Piedmont Hospital, Atlanta, GA

Virginia Tech Carilion School of Medicine, Roanoke, VA.

Address correspondence and reprint requests to Magdalena Soldanska, MD, Scottish Rite Children's Healthcare of Atlanta, 975 Johnson Ferry Rd, NE, Suite 100, Atlanta, GA 30342; E-mail:

Received 24 April, 2014

Accepted 16 November, 2014

FB is a consultant for KLS Martin Group, Jacksonville, FL.

The authors report no conflicts of interest.

This is an open access article distributed under the terms of the Creative Commons Attribution-NonCommercial-NoDerivatives 4.0 License, where it is permissible to download and share the work provided it is properly cited. The work cannot be changed in any way or used commercially.

Osseous distraction of the craniofacial skeleton has become ubiquitous during the last 2 decades. Distraction osteogenesis was initially described by Codivilla in 1905 and Ilizarov in 1951 for use in long bones.1–3 In the 1990s, McCarthy applied it to the mandible.4 Subsequently, it was applied to the maxilla and most recently to the skull. By gradually creating a gap, new bone is formed in the distraction gap, while soft tissues slowly stretch. The advantages of distraction osteogenesis are less relapse, avoidance of bone grafts, and less soft tissue damage. In the craniofacial skeleton, distraction has been performed as an acute procedure to relieve airway obstruction or as part of staged reconstruction to correct facial asymmetry in cases such as craniofacial microsomia. Patients with syndromes such Crouzon, as well as those with cleft lip and palate, who experience severe maxillary hypoplasia may be candidates for interval maxillary distraction years before definitive correction is possible.

Approximately 25% of all of the patients with cleft lip and palate will require surgical maxillary advancements, and many need advancements greater than are deemed stable by a traditional Le Fort I.5–10 Potential benefits of maxillary distraction can include decreasing obstructive sleep apnea, correction of severe class III malocclusion, and improvement in corneal exposure in syndromic patients, with minimal rates of relapse. External maxillary distraction devices have been successfully used for many years and continue to be the most common method of midface distraction in 83% of patients.10–13 These require a skilled orthodontist, frequent adjustments during the distraction period, and prolonged wearing of a bulky external device that is attached both to the maxilla and to the cranial vault. Parental and patient dissatisfaction can stem from the obvious external device, the prolonged time necessary for distraction and consolidation, and potential problems at the cranial level because fixation is often done in patients who may have had a previous craniotomy.

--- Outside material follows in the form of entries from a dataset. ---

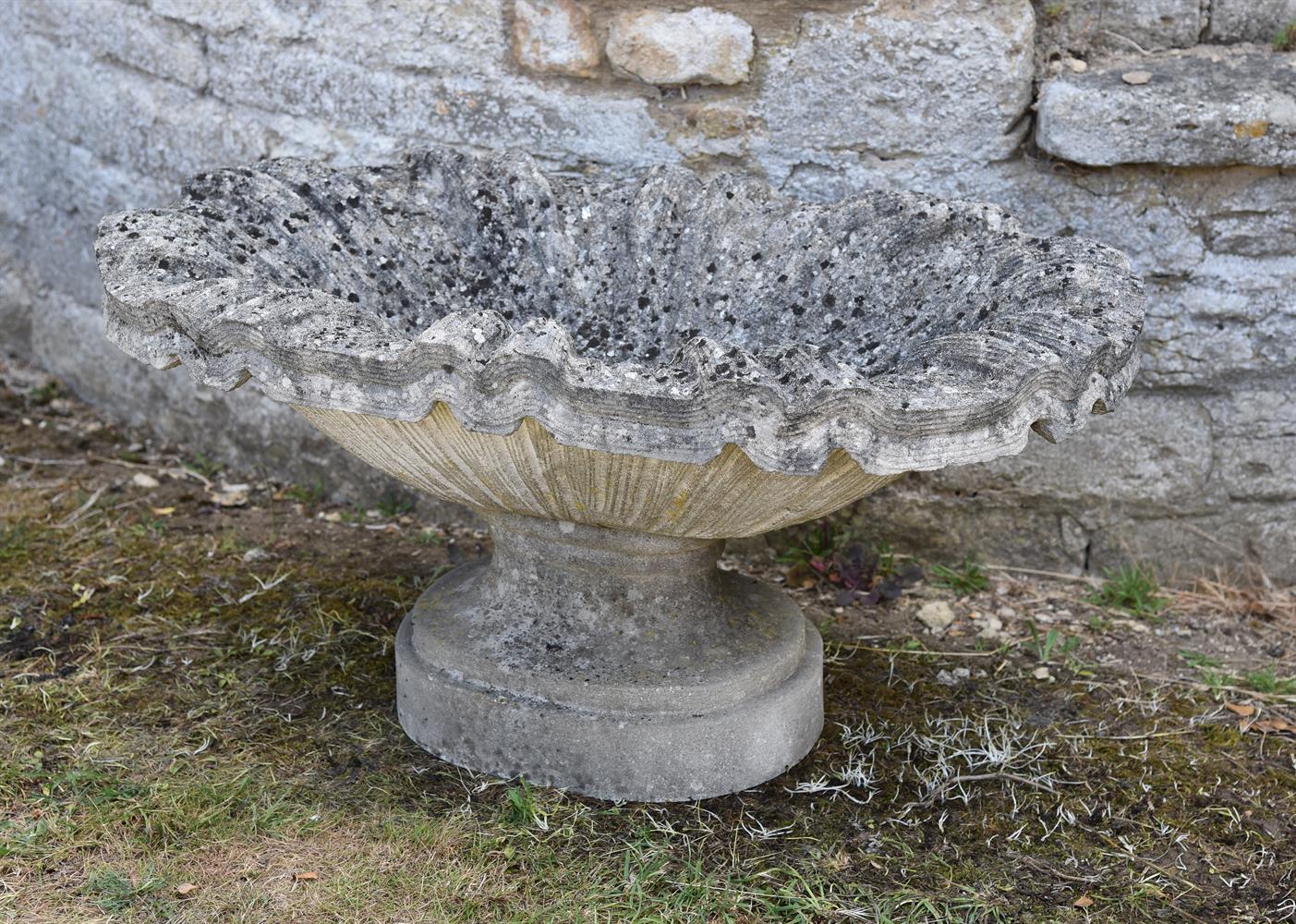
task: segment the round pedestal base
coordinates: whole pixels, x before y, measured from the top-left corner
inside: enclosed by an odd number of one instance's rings
[[[460,766],[612,800],[778,776],[823,727],[823,644],[787,596],[715,568],[722,543],[526,517],[397,634],[406,732]]]

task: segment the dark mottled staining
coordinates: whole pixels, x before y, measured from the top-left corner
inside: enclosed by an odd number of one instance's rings
[[[1102,336],[1104,312],[1122,330],[1126,319],[1090,294],[1128,285],[1111,251],[908,193],[820,206],[743,180],[666,171],[600,185],[432,152],[356,171],[214,171],[176,211],[205,228],[166,228],[197,246],[185,273],[330,294],[329,311],[372,315],[398,343],[455,312],[494,312],[483,324],[500,337],[553,321],[583,360],[634,360],[658,382],[688,375],[656,368],[682,350],[715,380],[785,363],[780,382],[813,385],[831,381],[815,364],[844,378],[929,368],[925,345],[1036,314],[1058,327],[1050,342],[1073,347]],[[140,237],[126,222],[105,233]],[[179,273],[178,262],[149,266]]]

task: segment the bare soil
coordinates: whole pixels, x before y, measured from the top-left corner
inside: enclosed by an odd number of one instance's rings
[[[796,534],[743,543],[824,634],[826,732],[757,789],[612,805],[395,723],[395,627],[489,537],[0,381],[0,920],[1296,919],[1296,603],[1260,577],[1138,614],[884,556],[914,579],[866,606]]]

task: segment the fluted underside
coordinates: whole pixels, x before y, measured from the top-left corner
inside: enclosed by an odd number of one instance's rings
[[[724,539],[836,511],[898,476],[842,451],[814,476],[763,472],[736,446],[712,461],[660,461],[562,446],[531,419],[508,435],[472,433],[445,404],[419,421],[297,407],[324,434],[419,490],[485,511],[632,533]]]

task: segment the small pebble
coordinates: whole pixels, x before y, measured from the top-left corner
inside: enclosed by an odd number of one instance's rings
[[[954,622],[954,608],[943,600],[924,603],[918,610],[918,621],[933,632],[943,632]]]

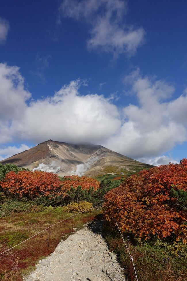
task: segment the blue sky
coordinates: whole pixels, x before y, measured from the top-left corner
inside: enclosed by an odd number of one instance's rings
[[[3,0],[0,158],[49,139],[155,165],[187,157],[187,8]]]

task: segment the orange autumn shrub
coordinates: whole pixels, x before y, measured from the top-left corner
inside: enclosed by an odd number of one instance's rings
[[[182,199],[172,195],[183,193]],[[116,220],[123,231],[141,239],[162,239],[172,236],[186,242],[187,159],[148,170],[127,178],[105,197],[106,219]]]
[[[97,180],[88,177],[79,177],[78,176],[71,176],[65,177],[61,182],[61,191],[65,195],[71,187],[77,188],[79,186],[82,189],[89,189],[90,187],[94,188],[94,191],[99,187],[99,183]]]
[[[52,173],[41,171],[13,171],[8,173],[1,185],[5,193],[21,198],[34,199],[41,196],[58,195],[61,182]]]

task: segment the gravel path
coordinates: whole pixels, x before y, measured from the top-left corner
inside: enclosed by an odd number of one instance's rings
[[[89,222],[83,229],[61,240],[24,281],[125,281],[123,269],[102,238],[102,223]]]

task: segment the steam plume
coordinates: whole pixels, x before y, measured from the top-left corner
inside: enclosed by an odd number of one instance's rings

Traditionally, maxillary advancement is performed in patients once they reach skeletal maturity.5,11 A standard Le Fort I can achieve good results in patients who require a small advancement (4–9 mm); however, multiple studies have shown that advancement >10 mm, especially in patients with cleft lip and palate has a high relapse rate 20% to 60%, despite use of adjuvant stabilization measures such as plates and bone grafts.5,6,8–10,14,15 About a quarter of patients, who require major maxillary advancements (>10 mm), also undergo mandibular setback, despite having normal mandibular proportions, which may compromise facial esthetics and functional outcome by potentially worsening obstructive sleep apnea.10,11,16 Distraction at the mixed dentition stage can successfully be used as an interval procedure before definitive skeletal surgery at maturity, especially in patients in whom there are airway or ocular symptoms, or the ultimate advancement distance is too great for conventional techniques at skeletal maturity.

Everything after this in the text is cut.